Not me! You’ll never catch me calling Philadelphia the 6th borough. The city is home to delicious food and edutaining museums. Bruce Springsteen and Elton John both wrote songs about the city. Also it’s the freakin’ birthplace of our country! What’s not to love?
Since I’ve been to Philadelphia so many times, this time I thought I’d put myself in the hands of a tour company for my 24 hours in Philadelphia. I’ve used the company Urban Adventures before, and I’ve only had positive experiences with them. That’s why I decided to take two of their tours, this one and this one, and just follow them around all day like a tough but lovable boxer. I hope you’ll join us!
24 Hours in Philadelphia
How To Get There
Now, I wish I knew where you lived, Internet Stranger, because I could send you a box of Philly’s finest cheesesteak. But sadly, I do not, and so I can’t tell you exactly how to get from your home to your 24 hours in Philadelphia.
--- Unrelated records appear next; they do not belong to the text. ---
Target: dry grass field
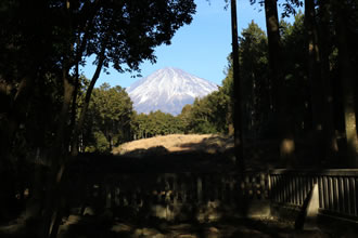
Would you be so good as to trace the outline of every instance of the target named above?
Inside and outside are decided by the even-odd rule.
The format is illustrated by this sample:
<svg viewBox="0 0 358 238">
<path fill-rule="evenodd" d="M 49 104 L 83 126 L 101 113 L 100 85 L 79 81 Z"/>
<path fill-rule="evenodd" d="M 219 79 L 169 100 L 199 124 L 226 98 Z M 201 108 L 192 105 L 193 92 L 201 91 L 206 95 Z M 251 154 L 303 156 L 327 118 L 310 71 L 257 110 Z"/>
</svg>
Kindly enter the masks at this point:
<svg viewBox="0 0 358 238">
<path fill-rule="evenodd" d="M 140 157 L 148 153 L 201 151 L 206 154 L 225 153 L 233 147 L 232 137 L 215 134 L 171 134 L 142 138 L 125 143 L 113 149 L 113 155 Z"/>
</svg>

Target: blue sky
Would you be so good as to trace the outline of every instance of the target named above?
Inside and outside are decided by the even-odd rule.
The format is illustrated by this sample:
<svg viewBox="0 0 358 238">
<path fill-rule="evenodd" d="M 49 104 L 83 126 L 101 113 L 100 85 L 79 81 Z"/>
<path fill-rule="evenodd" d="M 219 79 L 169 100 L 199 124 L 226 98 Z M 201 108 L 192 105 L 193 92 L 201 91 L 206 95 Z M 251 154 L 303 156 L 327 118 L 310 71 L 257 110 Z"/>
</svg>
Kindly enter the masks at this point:
<svg viewBox="0 0 358 238">
<path fill-rule="evenodd" d="M 238 0 L 239 34 L 254 19 L 261 29 L 266 28 L 265 13 L 257 4 L 251 5 L 248 0 Z M 230 8 L 225 10 L 223 0 L 195 0 L 196 14 L 190 25 L 182 26 L 174 36 L 170 45 L 155 49 L 157 63 L 144 62 L 140 65 L 141 75 L 146 77 L 164 67 L 180 68 L 189 74 L 221 84 L 225 78 L 227 56 L 231 52 Z M 94 72 L 93 58 L 81 69 L 87 78 Z M 140 78 L 137 74 L 119 74 L 110 68 L 110 75 L 102 71 L 95 87 L 104 82 L 110 85 L 128 88 Z"/>
</svg>

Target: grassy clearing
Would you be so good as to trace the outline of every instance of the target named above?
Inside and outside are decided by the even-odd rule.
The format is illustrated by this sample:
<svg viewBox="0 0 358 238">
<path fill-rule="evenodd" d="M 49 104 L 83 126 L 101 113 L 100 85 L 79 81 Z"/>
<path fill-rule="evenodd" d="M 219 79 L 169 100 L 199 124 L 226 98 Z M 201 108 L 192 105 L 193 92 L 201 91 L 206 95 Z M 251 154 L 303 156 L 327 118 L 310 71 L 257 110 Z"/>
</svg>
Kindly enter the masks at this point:
<svg viewBox="0 0 358 238">
<path fill-rule="evenodd" d="M 112 153 L 114 155 L 136 156 L 139 151 L 143 153 L 156 148 L 156 151 L 162 154 L 176 151 L 203 151 L 215 154 L 223 153 L 232 147 L 233 140 L 228 136 L 216 134 L 171 134 L 125 143 L 114 148 Z"/>
</svg>

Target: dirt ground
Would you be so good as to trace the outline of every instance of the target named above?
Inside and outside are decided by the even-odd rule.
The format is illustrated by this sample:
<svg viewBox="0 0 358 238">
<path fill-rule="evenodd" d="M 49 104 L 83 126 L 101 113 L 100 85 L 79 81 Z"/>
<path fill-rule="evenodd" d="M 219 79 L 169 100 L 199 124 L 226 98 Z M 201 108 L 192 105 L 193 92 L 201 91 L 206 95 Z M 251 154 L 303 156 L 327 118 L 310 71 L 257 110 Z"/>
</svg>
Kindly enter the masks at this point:
<svg viewBox="0 0 358 238">
<path fill-rule="evenodd" d="M 292 223 L 274 219 L 230 219 L 214 223 L 169 223 L 165 221 L 105 221 L 106 219 L 69 216 L 61 227 L 61 238 L 329 238 L 321 230 L 295 230 Z"/>
</svg>

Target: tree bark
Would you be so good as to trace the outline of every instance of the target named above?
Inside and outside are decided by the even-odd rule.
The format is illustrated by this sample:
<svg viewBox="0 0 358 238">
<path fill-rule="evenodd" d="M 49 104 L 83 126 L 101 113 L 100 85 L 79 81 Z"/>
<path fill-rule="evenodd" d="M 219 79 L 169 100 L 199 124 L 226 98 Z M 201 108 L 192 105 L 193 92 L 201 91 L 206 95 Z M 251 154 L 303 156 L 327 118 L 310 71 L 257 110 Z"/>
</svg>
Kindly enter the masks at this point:
<svg viewBox="0 0 358 238">
<path fill-rule="evenodd" d="M 332 83 L 330 76 L 330 60 L 329 60 L 329 39 L 330 36 L 330 18 L 331 13 L 328 10 L 328 2 L 322 0 L 319 1 L 319 25 L 318 25 L 318 39 L 320 45 L 320 58 L 321 58 L 321 79 L 322 79 L 322 91 L 323 91 L 323 136 L 325 142 L 325 159 L 332 161 L 334 156 L 338 151 L 338 144 L 334 128 L 334 111 L 333 111 L 333 93 Z M 333 161 L 332 161 L 333 162 Z"/>
<path fill-rule="evenodd" d="M 338 67 L 342 83 L 343 107 L 345 132 L 347 141 L 348 166 L 350 168 L 358 167 L 358 136 L 357 136 L 357 118 L 355 108 L 355 77 L 350 63 L 349 44 L 347 38 L 347 21 L 346 21 L 346 1 L 340 1 L 335 5 L 336 30 L 338 40 Z"/>
<path fill-rule="evenodd" d="M 320 48 L 316 24 L 315 1 L 305 0 L 305 28 L 307 45 L 307 72 L 310 82 L 312 134 L 315 154 L 312 162 L 318 167 L 324 160 L 324 87 L 321 77 Z"/>
<path fill-rule="evenodd" d="M 265 0 L 266 27 L 269 48 L 269 77 L 272 85 L 273 113 L 278 120 L 279 149 L 283 162 L 291 167 L 295 150 L 292 119 L 284 85 L 282 47 L 279 32 L 277 0 Z"/>
<path fill-rule="evenodd" d="M 243 153 L 243 131 L 242 131 L 242 95 L 239 71 L 239 37 L 236 0 L 231 0 L 231 35 L 232 35 L 232 64 L 233 64 L 233 127 L 234 127 L 234 151 L 239 170 L 245 170 Z"/>
</svg>

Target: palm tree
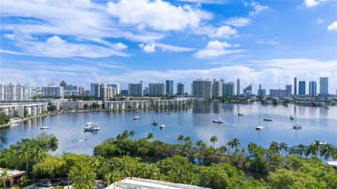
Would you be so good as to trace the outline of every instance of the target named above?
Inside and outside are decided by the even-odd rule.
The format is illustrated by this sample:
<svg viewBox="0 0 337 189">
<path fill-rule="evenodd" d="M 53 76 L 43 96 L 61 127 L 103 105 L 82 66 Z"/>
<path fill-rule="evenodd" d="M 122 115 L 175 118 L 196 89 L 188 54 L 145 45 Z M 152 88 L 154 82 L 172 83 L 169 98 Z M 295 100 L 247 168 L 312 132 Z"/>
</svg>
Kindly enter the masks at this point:
<svg viewBox="0 0 337 189">
<path fill-rule="evenodd" d="M 218 137 L 216 137 L 216 136 L 212 136 L 211 139 L 209 139 L 209 141 L 213 143 L 213 148 L 214 148 L 216 143 L 218 142 Z"/>
<path fill-rule="evenodd" d="M 8 170 L 8 169 L 1 168 L 1 174 L 0 175 L 0 181 L 2 183 L 4 183 L 4 188 L 6 188 L 6 181 L 11 181 L 12 177 L 11 177 L 11 175 L 9 175 L 9 174 L 7 172 Z"/>
<path fill-rule="evenodd" d="M 121 137 L 123 139 L 128 139 L 128 130 L 124 130 L 123 133 L 121 133 Z"/>
<path fill-rule="evenodd" d="M 288 152 L 288 145 L 286 145 L 286 143 L 284 142 L 279 143 L 279 150 L 281 150 L 282 152 L 282 156 L 284 151 L 286 153 L 286 152 Z"/>
<path fill-rule="evenodd" d="M 146 140 L 149 140 L 150 142 L 154 138 L 154 135 L 152 133 L 149 133 L 147 134 L 147 137 L 146 137 Z"/>
<path fill-rule="evenodd" d="M 178 138 L 177 138 L 177 141 L 179 141 L 179 143 L 180 143 L 181 145 L 181 142 L 183 142 L 183 141 L 184 141 L 184 136 L 183 135 L 180 135 L 178 136 Z"/>
<path fill-rule="evenodd" d="M 131 137 L 131 140 L 135 135 L 136 135 L 136 132 L 133 130 L 131 130 L 128 132 L 128 136 Z"/>
<path fill-rule="evenodd" d="M 235 152 L 237 151 L 237 149 L 238 147 L 240 147 L 240 140 L 237 139 L 237 138 L 234 138 L 232 141 L 232 145 L 234 147 L 235 147 Z"/>
<path fill-rule="evenodd" d="M 270 143 L 270 146 L 269 147 L 269 150 L 272 150 L 272 151 L 275 151 L 275 152 L 279 152 L 279 143 L 277 143 L 277 142 L 275 142 L 275 141 L 272 141 L 271 143 Z"/>
</svg>

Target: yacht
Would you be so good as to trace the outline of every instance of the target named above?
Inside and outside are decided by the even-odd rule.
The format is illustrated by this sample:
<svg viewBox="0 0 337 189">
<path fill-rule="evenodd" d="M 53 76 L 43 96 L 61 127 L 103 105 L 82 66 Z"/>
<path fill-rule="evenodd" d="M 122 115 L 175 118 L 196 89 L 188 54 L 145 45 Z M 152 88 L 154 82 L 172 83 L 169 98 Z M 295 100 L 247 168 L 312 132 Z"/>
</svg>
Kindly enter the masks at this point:
<svg viewBox="0 0 337 189">
<path fill-rule="evenodd" d="M 267 122 L 272 121 L 272 118 L 268 117 L 268 106 L 267 106 L 267 116 L 265 117 L 263 117 L 263 121 L 267 121 Z"/>
<path fill-rule="evenodd" d="M 223 124 L 225 123 L 225 121 L 221 119 L 221 117 L 218 117 L 216 119 L 213 119 L 213 123 L 218 123 L 218 124 Z"/>
<path fill-rule="evenodd" d="M 133 117 L 133 120 L 140 119 L 140 117 L 139 117 L 139 116 L 138 116 L 138 115 Z"/>
<path fill-rule="evenodd" d="M 91 124 L 91 125 L 84 127 L 84 131 L 100 131 L 100 128 L 97 125 L 97 124 Z"/>
</svg>

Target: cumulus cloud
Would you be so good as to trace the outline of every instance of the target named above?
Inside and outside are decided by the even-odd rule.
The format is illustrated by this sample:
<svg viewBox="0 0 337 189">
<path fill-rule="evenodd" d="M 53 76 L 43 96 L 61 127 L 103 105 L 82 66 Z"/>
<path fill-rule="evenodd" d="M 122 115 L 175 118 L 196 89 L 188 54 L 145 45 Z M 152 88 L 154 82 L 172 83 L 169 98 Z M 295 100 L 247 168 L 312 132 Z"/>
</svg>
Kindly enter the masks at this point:
<svg viewBox="0 0 337 189">
<path fill-rule="evenodd" d="M 155 44 L 139 44 L 139 47 L 143 48 L 143 50 L 147 53 L 153 53 L 156 51 L 156 45 Z"/>
<path fill-rule="evenodd" d="M 319 3 L 324 1 L 325 0 L 304 0 L 304 4 L 308 7 L 312 7 L 318 5 Z"/>
<path fill-rule="evenodd" d="M 194 54 L 194 56 L 198 58 L 214 58 L 246 51 L 243 49 L 227 49 L 230 47 L 237 47 L 239 46 L 239 44 L 231 44 L 226 41 L 220 42 L 219 41 L 211 41 L 207 44 L 205 48 L 197 52 L 197 53 Z"/>
<path fill-rule="evenodd" d="M 107 10 L 121 24 L 147 26 L 164 31 L 198 27 L 203 18 L 211 18 L 210 13 L 194 9 L 189 5 L 175 6 L 161 0 L 109 2 Z"/>
<path fill-rule="evenodd" d="M 234 27 L 244 27 L 249 24 L 251 20 L 244 17 L 233 17 L 225 21 L 225 23 Z"/>
<path fill-rule="evenodd" d="M 327 29 L 329 31 L 337 31 L 337 21 L 334 21 L 331 25 L 329 25 Z"/>
<path fill-rule="evenodd" d="M 221 26 L 216 30 L 216 31 L 210 34 L 209 37 L 212 38 L 230 38 L 231 37 L 236 37 L 237 31 L 235 28 L 232 28 L 227 25 Z"/>
</svg>

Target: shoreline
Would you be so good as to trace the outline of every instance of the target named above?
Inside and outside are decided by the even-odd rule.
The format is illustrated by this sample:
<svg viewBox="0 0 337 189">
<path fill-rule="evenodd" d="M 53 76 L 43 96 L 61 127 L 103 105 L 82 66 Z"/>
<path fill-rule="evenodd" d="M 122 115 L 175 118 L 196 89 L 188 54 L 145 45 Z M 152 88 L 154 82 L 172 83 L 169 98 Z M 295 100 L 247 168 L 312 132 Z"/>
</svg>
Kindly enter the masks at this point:
<svg viewBox="0 0 337 189">
<path fill-rule="evenodd" d="M 38 118 L 38 117 L 45 117 L 48 115 L 60 115 L 60 114 L 70 114 L 70 113 L 79 113 L 79 112 L 112 112 L 112 111 L 130 111 L 130 110 L 150 110 L 150 109 L 159 109 L 159 108 L 180 108 L 180 107 L 192 107 L 193 105 L 187 105 L 187 106 L 173 106 L 173 107 L 145 107 L 145 108 L 126 108 L 124 110 L 79 110 L 79 111 L 74 111 L 74 112 L 53 112 L 50 114 L 42 114 L 42 115 L 35 115 L 32 117 L 26 117 L 23 119 L 20 119 L 20 120 L 14 120 L 13 122 L 8 122 L 6 124 L 4 125 L 0 125 L 0 129 L 7 128 L 7 127 L 11 127 L 12 124 L 19 124 L 21 122 L 23 122 L 27 120 L 29 120 L 34 118 Z"/>
</svg>

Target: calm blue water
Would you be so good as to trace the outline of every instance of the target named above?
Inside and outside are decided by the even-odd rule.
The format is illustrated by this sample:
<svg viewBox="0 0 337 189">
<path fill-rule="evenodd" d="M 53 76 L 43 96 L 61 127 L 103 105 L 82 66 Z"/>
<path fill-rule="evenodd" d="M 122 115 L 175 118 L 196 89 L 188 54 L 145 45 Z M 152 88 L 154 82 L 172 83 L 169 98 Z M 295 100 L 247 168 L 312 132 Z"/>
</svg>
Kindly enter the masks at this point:
<svg viewBox="0 0 337 189">
<path fill-rule="evenodd" d="M 124 130 L 135 130 L 134 138 L 146 137 L 149 132 L 154 133 L 155 139 L 167 143 L 176 143 L 178 135 L 189 136 L 196 141 L 198 139 L 211 145 L 209 138 L 216 135 L 218 141 L 216 146 L 224 145 L 229 140 L 238 138 L 242 146 L 246 148 L 251 142 L 269 147 L 273 141 L 286 142 L 289 146 L 303 143 L 309 145 L 315 140 L 325 140 L 337 145 L 337 107 L 303 107 L 289 105 L 268 105 L 269 117 L 272 122 L 263 122 L 267 105 L 258 104 L 240 105 L 213 103 L 197 104 L 183 109 L 161 109 L 135 111 L 94 112 L 49 115 L 26 121 L 20 126 L 0 130 L 1 148 L 8 147 L 22 138 L 30 138 L 43 132 L 42 126 L 49 126 L 47 133 L 56 136 L 59 148 L 55 153 L 72 152 L 91 154 L 92 147 L 110 137 L 116 137 Z M 220 110 L 223 109 L 223 112 Z M 171 115 L 167 115 L 167 112 Z M 239 117 L 237 113 L 244 114 Z M 256 131 L 259 114 L 260 124 L 265 129 Z M 293 114 L 298 117 L 298 124 L 302 130 L 292 129 L 295 121 L 289 119 Z M 136 115 L 140 119 L 133 120 Z M 224 124 L 212 123 L 212 119 L 220 117 Z M 161 131 L 158 126 L 150 124 L 152 118 L 159 124 L 166 127 Z M 83 128 L 87 121 L 98 123 L 101 130 L 97 133 L 84 133 Z M 79 140 L 88 138 L 86 143 Z"/>
</svg>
But I can tell you that you can use a lovely airplane to get from many cities to the Philadelphia airport, and I recommend Expedia for the best way to find the cheapest flight to Philadelphia at the best time of day.
However, if you live in a closer city like Washington DC or NYC, it would be best to take a bus! You can even use Expedia to rent a car so you’ll be all set when you arrive at your destination. (I can’t drive, but if you can, this must be helpful.)
Just click here to start looking for the best possible deals on your flight, so you can head out to your 24 hours in Philadelphia ASAP.
24 Hours in Philadelphia
Where to Stay?
My favorite neighborhood in Philadelphia, as a tourist, is Old City. It is the birthplace of our democracy! Most of the major attractions in Philadelphia are within walking distance. And unlike many tourist areas, there are actually good places to go out for dinner here.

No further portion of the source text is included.